Risk of Events by Age and Treatment in ENGAGE AF-TIMI 48

ENAGE AF-TIMI 48, Global Study to Assess the Safety and Effectiveness of Edoxaban (DU-176b) vs Standard Practice of Dosing With Warfarin in Patients With Atrial Fibrillation; HDE, high-dose edoxaban; ICH, intracranial hemorrhage; LDE, low-dose edoxaban; SEE, systemic embolic event; W, warfarin.Reproduced with permission from ET Kato, MD, PhD.

In the efficacy analysis of edoxaban vs warfarin, the absolute risk reduction (ARR) showed that HDE reduced stroke/SEE in all age groups but was more pronounced in patients aged ≥ 75 years (−40 events per 10000 patient-years vs −6 and −20 for the < 65 and 65–74 age groups). It also reduced ICH in patients aged ≥ 75 years but not the other age groups (−18 events per 10 000 patient-years vs +2 and +17 for the < 65 and 65–74 age groups). LDE did not reduce stroke/SEE or IS.

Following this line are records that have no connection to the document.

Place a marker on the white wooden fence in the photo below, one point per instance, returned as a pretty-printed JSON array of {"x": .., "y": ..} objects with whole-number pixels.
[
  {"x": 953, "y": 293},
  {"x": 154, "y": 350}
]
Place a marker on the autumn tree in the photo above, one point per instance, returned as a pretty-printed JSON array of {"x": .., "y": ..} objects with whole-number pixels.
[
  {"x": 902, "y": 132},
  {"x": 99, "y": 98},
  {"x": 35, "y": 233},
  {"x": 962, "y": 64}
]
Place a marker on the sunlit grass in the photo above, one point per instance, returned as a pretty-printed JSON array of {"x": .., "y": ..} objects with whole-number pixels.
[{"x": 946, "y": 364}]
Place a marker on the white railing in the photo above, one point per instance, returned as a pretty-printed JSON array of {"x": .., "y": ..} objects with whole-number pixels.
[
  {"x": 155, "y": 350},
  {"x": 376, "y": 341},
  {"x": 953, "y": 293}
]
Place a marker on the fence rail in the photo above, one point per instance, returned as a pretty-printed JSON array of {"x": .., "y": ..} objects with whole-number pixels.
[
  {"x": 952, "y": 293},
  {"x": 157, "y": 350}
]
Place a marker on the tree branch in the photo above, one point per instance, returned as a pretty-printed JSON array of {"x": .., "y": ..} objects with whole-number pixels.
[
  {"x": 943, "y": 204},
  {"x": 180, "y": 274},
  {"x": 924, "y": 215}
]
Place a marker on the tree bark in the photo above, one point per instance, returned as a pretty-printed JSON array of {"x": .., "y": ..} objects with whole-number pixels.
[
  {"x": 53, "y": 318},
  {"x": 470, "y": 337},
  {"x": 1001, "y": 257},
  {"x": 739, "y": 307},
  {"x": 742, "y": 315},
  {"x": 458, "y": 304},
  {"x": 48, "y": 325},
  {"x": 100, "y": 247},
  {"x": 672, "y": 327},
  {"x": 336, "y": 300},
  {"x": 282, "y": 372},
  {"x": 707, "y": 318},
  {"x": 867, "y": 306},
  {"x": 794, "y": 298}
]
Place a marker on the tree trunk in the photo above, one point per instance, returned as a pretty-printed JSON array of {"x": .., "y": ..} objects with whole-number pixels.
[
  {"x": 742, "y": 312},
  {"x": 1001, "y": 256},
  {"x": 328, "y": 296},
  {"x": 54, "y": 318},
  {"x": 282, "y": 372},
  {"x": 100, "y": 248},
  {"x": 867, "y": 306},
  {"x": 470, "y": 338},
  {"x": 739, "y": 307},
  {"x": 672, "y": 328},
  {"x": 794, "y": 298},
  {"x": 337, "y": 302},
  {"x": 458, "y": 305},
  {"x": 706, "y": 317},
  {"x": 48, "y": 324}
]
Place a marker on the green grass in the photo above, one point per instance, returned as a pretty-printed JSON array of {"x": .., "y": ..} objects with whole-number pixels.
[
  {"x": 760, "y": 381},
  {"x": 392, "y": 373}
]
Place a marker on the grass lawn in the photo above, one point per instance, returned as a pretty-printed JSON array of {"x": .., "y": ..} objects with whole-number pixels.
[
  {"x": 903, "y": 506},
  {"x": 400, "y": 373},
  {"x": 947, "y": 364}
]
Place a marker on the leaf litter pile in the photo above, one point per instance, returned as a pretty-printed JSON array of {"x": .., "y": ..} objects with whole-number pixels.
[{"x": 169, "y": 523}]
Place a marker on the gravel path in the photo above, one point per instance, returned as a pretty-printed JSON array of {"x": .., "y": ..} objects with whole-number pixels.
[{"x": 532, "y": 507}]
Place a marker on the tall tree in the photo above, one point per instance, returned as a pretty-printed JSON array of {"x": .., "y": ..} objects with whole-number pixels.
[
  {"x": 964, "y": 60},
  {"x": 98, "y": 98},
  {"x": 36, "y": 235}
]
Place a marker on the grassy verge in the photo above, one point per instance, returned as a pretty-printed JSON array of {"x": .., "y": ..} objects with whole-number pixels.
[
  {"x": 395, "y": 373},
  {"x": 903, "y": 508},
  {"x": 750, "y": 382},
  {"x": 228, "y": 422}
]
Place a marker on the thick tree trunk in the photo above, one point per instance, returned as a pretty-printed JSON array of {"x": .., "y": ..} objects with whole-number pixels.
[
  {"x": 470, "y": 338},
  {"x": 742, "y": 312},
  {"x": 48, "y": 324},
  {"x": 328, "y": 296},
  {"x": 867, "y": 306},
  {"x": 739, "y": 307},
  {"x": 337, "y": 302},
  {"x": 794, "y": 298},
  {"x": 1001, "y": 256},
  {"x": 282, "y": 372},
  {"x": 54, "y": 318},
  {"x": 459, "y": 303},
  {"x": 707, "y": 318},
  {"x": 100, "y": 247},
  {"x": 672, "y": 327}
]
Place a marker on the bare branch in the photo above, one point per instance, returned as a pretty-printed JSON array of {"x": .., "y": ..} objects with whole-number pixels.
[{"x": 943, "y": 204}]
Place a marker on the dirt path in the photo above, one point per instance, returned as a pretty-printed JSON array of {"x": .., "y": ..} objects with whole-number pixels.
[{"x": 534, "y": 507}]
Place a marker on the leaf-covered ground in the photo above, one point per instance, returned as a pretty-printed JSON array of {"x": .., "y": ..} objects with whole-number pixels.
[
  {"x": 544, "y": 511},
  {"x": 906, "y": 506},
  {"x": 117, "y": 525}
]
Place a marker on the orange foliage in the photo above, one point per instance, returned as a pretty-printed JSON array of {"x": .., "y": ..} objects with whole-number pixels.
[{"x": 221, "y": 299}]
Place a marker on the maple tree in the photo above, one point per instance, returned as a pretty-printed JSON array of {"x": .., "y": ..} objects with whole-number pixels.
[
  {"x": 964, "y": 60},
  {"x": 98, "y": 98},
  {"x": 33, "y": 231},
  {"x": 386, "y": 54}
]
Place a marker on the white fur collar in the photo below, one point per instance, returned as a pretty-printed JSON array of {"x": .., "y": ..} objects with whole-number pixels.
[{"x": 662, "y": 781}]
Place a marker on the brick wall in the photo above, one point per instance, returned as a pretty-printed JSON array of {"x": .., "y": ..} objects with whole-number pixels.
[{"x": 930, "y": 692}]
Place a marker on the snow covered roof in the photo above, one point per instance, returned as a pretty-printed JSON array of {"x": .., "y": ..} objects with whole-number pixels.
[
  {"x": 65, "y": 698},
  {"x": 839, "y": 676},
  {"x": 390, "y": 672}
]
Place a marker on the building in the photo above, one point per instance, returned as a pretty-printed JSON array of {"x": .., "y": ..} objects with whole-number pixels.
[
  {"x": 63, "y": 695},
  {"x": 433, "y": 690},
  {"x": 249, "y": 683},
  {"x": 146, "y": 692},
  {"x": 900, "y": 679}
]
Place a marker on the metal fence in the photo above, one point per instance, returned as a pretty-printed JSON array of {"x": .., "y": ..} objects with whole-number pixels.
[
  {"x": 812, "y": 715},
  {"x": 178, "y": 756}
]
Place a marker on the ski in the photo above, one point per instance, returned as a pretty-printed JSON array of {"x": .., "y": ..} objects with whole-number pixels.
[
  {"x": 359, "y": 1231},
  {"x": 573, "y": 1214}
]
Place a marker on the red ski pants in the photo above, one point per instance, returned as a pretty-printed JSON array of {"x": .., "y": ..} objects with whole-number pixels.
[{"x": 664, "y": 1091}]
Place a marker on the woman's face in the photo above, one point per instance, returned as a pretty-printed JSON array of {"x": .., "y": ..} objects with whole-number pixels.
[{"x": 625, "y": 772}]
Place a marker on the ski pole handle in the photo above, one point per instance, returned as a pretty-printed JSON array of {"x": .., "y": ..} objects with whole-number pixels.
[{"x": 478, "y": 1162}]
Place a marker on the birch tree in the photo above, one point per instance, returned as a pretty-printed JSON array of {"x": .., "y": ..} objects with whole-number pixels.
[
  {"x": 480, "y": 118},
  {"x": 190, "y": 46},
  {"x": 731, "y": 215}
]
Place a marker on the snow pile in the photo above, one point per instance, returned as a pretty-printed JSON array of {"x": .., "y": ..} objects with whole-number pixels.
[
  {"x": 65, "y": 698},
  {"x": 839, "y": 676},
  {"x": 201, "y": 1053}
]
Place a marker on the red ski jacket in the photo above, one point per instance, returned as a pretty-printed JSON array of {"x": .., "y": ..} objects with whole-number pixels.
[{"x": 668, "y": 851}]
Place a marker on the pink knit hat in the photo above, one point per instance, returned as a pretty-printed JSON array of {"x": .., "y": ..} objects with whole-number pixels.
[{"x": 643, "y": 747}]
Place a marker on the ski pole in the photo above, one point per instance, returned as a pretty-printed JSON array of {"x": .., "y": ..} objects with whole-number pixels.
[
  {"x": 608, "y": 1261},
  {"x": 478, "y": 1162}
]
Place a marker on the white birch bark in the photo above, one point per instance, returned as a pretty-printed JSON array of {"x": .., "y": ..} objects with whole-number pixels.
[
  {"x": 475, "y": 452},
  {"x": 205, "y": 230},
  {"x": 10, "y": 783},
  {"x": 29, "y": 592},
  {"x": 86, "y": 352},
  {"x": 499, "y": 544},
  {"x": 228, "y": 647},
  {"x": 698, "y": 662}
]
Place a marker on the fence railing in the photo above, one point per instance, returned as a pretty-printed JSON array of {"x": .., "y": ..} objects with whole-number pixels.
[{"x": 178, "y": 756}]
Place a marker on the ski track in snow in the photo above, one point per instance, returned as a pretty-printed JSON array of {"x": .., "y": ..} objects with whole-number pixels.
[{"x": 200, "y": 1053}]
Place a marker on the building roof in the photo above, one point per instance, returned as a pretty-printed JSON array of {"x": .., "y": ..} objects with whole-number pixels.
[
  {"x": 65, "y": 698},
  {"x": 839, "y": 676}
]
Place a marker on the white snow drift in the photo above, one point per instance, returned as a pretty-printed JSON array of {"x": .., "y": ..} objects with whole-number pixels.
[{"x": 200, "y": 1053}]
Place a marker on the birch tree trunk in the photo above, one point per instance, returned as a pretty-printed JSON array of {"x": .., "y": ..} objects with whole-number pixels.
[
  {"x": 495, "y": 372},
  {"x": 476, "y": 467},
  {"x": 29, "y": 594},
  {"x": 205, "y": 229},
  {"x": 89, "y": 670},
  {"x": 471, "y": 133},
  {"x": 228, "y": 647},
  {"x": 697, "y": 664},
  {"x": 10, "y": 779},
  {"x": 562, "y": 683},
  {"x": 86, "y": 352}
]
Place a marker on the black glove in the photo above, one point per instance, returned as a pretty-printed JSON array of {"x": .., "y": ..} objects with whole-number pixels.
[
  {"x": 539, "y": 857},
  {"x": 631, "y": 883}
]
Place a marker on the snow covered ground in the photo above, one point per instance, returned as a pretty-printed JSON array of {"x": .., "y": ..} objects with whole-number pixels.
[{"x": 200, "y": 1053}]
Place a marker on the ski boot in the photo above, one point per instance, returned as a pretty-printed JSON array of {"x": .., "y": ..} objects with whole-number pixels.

The safety analysis showed a dramatic ARR with HDE and LDE for ISTH major bleeding in all age groups and for ICH in patients aged > 65 years (Table 2).

The prespecified primary net clinical outcome (approved by the Food and Drug Administration when designing the trial) comprising stroke/SEE, major bleeding, or all-cause death was reduced with HDE and LDE in all age groups, with a more marked ARR in the ≥ 75 age group (−144 and −251, respectively, vs −5 and −35 for the < 65 age group and −93 and −90 for the 65–74 age group).

In conclusion, this analysis from ENGAGE-TIMI 48 showed that increasing age was associated with the risk of stroke/SEE, IS, ISTH major bleeding, and ICH and that the increased risk for ISTH major bleeding and ICH were more marked. Age did not affect outcomes with edoxaban vs warfarin. Edoxaban reduced the absolute risk of ISTH major bleeding and ICH and provided a superior net clinical benefit vs warfarin by decreasing the bleeding risk, particularly in patients aged ≥ 75 years. The absolute benefits with edoxaban vs warfarin were greater in patients aged ≥ 75 years because of their higher risk for stroke and bleeding.